Num outro texto intitulado Pedro da Silveira, Poetry for all seasons, George Monteiro compara o olhar implacável do poeta ao de Henry David Thoreau (o autor de Walden e do famoso ensaio sobre a desobediência civil), que Robert Frost, poeta da Nova Inglaterra, considerava mais “the most noticing person who ever lived”. Monteiro elogia “o estilo chão e directo” da poesia de Pedro da Silveira na expressão de certos “noticed moments”. De um deles («Acabado, mas não tanto»), diz ser, no seu espírito, “tão antigo como a poesia dos gregos e tão moderno como a poesia dos ainda desconhecidos poetas de amanhã” (3). Poderia continuar citando outros leitores de Pedro da Silveira e outros dados sobre o impacto da sua obra.
Quedar-me-ei todavia por aqui. Queria no entanto terminar não com palavras minhas, mas prestando homenagem ao poeta nas suas próprias palavras. Desnecessário será, contudo, incluir aqui os poemas lidos.
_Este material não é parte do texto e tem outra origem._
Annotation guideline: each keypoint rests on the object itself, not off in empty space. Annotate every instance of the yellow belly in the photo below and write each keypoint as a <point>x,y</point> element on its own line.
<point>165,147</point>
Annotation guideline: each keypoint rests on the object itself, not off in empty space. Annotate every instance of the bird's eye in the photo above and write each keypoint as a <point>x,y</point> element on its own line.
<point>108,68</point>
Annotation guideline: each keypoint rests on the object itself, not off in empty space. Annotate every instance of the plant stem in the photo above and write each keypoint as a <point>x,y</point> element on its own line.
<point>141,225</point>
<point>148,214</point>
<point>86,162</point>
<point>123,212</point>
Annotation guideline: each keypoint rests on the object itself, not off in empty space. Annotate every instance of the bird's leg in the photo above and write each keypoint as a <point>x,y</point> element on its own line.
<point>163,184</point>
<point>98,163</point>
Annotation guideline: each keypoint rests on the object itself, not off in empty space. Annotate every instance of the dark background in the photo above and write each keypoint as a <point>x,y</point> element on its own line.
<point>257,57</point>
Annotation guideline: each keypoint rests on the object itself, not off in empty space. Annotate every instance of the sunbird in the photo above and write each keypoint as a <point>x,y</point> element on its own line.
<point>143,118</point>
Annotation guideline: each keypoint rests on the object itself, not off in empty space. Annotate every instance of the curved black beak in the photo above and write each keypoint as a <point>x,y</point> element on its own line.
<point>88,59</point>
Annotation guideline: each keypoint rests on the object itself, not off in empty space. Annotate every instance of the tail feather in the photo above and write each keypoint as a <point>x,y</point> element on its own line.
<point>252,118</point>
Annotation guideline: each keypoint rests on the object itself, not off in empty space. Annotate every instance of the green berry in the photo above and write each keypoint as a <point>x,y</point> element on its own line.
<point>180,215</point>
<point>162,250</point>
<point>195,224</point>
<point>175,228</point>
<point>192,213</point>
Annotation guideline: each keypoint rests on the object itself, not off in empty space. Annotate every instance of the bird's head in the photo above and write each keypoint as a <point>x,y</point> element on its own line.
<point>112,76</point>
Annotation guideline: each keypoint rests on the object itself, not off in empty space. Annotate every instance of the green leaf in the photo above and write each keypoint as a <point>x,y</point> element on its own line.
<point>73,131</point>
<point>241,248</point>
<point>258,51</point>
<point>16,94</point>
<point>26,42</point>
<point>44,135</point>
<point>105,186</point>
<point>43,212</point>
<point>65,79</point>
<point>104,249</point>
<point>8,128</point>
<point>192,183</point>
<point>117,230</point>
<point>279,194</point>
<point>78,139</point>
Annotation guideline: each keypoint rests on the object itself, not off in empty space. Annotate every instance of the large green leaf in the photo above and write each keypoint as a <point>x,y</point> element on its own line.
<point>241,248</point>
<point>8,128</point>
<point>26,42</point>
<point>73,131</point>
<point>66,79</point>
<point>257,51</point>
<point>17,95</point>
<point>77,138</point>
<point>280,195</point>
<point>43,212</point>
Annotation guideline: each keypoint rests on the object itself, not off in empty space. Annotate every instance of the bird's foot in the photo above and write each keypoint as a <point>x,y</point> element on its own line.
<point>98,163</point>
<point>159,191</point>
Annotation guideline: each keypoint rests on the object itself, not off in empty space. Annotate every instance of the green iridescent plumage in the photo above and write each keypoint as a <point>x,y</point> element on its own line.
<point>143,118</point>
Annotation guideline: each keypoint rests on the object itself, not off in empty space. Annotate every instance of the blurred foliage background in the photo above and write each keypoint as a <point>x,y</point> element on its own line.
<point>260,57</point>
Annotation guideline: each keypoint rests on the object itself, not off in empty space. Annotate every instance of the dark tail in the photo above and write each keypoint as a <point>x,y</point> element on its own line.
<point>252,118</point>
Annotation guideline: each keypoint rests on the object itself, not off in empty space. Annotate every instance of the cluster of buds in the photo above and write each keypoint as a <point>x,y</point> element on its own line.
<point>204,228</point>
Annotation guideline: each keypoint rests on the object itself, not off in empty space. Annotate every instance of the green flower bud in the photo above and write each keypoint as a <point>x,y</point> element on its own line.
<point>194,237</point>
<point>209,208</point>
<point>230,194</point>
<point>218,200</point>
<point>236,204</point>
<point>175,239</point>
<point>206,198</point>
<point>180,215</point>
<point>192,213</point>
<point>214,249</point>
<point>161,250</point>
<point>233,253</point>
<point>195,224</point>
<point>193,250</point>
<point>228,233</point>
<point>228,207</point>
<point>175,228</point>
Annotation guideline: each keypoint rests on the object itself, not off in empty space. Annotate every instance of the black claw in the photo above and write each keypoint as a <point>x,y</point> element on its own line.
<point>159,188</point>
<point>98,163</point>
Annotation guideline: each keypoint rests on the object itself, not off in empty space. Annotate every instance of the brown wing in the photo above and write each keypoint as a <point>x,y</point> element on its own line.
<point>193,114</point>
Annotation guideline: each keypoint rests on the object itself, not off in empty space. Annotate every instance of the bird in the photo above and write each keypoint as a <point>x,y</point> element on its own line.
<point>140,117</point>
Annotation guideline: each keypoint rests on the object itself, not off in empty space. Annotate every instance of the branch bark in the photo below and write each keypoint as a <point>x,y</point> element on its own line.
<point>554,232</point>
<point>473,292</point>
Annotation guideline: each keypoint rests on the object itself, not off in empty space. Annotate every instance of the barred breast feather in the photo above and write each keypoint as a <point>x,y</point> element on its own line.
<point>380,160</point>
Registo apenas a frase com que precedi a leitura do poema «Acabado, mas não tanto», pois queria com ela simbolicamente concluir esta minha homenagem a Pedro da Silveira: este poema é a antítese do fatalismo, do marasmo, da solidão que inundava a ilha do poeta nos anos quarenta, ela é uma afirmação de vida, de vigor, de finura de espírito, ainda e sempre a revelar a mão de mestre de um senhor do verbo.